By definition a blender is an electric machine that helps to liquidise, puree, mix or chop food. It reduces effort and saves you time. If you are after a blender especially for making smoothies and frozen drinks, you need a powerful one. The Omniblend has been built with commerical-grade construction which means it is a high-powered blender and can blend soup, process foods, make nut milks, smoothie bowls, sauces, dips and a multitude of other food products.
Here are our top six things you should look out for when buying a blender.
The least expensive blender containers are made from plastic. The advantages of plastic are that it’s lightweight and chip-proof. However plastic blender jars bring with them risks of chemical leaching and are scratch-prone.
Glass jars are sturdier and you can see the ingredients in them better than plastic. Glass is durable and won’t discolour or absorb odours from food the way plastic can. They are also easier to clean. However, they are also heavy, and can break and chip more easily. Few (if any) manufacturers) produce glass blender jars.

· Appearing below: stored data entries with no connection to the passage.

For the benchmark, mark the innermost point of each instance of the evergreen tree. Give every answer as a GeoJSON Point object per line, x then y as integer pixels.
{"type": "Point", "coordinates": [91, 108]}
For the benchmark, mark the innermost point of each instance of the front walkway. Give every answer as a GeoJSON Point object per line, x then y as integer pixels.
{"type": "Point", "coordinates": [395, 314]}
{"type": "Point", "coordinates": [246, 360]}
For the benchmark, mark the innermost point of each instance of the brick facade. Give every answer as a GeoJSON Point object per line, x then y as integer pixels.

The Omniblend jar is made from Eastman-Tritan BPA-free co-polyester, certified food-safe so you can be sure that it is safe for you and your family. It’s extremely strong. as we have shown here (VIDEO). The OmniBlend has three jar options:
- 2L “Pro jar” Highest capacity, best-performance (but a bit trickier to clean)

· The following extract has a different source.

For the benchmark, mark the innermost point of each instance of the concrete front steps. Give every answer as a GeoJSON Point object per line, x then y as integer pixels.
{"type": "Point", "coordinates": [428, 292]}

- 1.5L standard jar. Good capacity, easy to clean.
- 1.5L B-jar. Combines the best of the 2L (narrow base) and 1.5L (straight sides and easy fitting lid). Also comes in colour options – Plain, yellow or green: ideal for cafes needing to prevent allergen contamination.
DRIVE SOCKET AND BLADES
If you’re thinking energy-efficiency, knowing the wattage usage of the blender is very important:
- 300 watts: Blenders with 300-watts power output are fine for chopping and blending softer ingredients like bananas and oranges effectively. But they are not good at blending harder foods like nuts or carrots.
- 500 to 700 watts: A blender rated at 500 to 700-watts is probably adequate for making smoothies and soups. It’s one step up from a 300-watt machine.
- Over 700 watts: Anything above 700 watts has even greater blending capacity for harder ingredients. If you want to blend items by breaking them into tiny grains and fine grounds, using a blender that offers 700-watts or more power is suitable.
Being able to start a blender at a slow speed and gradually increase it to high reduces stress on the motor. High-performance blenders like the Omniblend offer pre-programmed speed settings or fully manual operations. This helps quicken the speeding process and allows you to control consistency based on what you’d like. Not all blenders offer this.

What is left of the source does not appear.